Il suo corpo non è più carne, ma involucro di plastica. Un simulacro, una bambola, gioco perverso di aguzzini senza volto. Dentro quella prigione vive un’anima capace di sentire ogni stilla di dolore. Sente che persino la natura, spesso suo unico sollievo, le è ostile.
Spine di cactus le lacerano la pelle, lacci e radici la intrappolano in un abbraccio mortale.
Anni di prigionia. La bambola senza dignità usata e abusata come un giocattolo rotto. Dentro quella strana bara un fuoco tenue continua ad ardere. Il sangue che sgorga dalle ferite, bruno e denso tinge di rosso la terra arida ai suoi piedi; gocce che diventano fiori, semi che preparano il terreno per la rinascita.
La natura nei miei quadri spesso rappresenta la via di uscita, la speranza. Nel caso di Bambola, una delle Opere a me più care e significative (quadro premiato alla Biennale Internazionale d’Arte a Nemi per il tema trattato ben rappresentato dall’arte insieme ad Ossessione) persino le piante sembrano essere nemiche.
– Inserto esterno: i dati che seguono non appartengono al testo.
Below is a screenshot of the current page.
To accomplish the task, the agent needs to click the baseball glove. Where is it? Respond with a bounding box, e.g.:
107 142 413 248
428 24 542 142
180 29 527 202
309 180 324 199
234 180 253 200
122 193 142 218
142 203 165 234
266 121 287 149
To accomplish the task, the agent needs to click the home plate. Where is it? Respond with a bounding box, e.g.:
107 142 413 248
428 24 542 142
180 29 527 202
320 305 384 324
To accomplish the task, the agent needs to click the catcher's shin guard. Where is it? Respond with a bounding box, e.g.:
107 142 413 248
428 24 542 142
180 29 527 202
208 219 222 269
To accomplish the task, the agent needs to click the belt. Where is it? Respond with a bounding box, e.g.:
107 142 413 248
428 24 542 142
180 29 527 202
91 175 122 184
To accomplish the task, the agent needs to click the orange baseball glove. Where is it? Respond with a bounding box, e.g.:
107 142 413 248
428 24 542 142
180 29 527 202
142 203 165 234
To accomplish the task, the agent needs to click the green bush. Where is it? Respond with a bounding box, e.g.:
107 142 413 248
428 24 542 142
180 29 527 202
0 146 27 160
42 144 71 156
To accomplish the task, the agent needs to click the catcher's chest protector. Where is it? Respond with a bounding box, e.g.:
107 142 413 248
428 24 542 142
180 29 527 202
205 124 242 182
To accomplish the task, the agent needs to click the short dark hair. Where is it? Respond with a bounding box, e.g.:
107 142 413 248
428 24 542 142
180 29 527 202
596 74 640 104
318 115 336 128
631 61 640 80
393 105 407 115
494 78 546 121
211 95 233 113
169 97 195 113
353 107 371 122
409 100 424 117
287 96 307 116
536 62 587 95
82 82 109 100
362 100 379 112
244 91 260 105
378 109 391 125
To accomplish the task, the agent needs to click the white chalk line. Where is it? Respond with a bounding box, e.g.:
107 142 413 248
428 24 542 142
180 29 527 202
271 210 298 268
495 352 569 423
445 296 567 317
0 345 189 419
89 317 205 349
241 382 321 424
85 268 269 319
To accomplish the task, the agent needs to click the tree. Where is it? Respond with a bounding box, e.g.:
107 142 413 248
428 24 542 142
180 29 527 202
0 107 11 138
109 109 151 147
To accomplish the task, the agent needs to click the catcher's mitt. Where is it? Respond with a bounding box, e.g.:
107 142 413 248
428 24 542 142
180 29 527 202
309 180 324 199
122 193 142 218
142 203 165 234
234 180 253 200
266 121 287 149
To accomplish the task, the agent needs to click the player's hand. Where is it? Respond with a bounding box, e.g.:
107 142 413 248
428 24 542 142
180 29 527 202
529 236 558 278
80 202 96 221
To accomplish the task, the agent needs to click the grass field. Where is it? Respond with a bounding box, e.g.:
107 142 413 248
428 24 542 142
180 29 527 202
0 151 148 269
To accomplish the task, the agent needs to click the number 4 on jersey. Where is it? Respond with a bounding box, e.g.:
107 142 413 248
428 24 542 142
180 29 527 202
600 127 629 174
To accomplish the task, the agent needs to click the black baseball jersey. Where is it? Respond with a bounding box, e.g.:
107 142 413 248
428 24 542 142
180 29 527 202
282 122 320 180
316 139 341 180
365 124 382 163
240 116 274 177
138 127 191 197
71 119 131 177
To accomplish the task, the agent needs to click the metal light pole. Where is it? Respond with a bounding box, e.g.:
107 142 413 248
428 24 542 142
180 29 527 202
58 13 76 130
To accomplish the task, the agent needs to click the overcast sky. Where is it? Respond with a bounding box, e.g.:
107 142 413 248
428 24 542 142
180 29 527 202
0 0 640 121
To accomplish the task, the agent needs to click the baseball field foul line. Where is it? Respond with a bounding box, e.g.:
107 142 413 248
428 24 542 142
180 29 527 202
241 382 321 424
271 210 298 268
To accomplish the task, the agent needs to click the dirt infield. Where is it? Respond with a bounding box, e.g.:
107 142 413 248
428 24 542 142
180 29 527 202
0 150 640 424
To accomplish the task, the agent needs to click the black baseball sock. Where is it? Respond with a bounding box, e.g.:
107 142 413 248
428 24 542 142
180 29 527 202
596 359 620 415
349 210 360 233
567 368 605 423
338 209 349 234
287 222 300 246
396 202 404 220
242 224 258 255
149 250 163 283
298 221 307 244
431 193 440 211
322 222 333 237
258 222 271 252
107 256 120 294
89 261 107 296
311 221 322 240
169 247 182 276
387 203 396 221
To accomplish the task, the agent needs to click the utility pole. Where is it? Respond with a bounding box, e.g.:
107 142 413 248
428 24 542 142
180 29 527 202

Piante grasse e spinose che diventano mani protese e che toccano, pungono, feriscono.
La donna è spersonalizzata a tal punto da sembrare una bambola. La sofferenza è palese e la sua pelle sanguina.
Eppure le gocce di sangue che sgorgano diventano fiori a voler significare una possibilità di salvezza.
L’arte è uno specchio della società, ma anche un potente strumento di cambiamento. Nel futuro, la parità di genere sarà definita dalla capacità di dare voce a tutte le identità, celebrare le diversità e sfidare ogni stereotipo.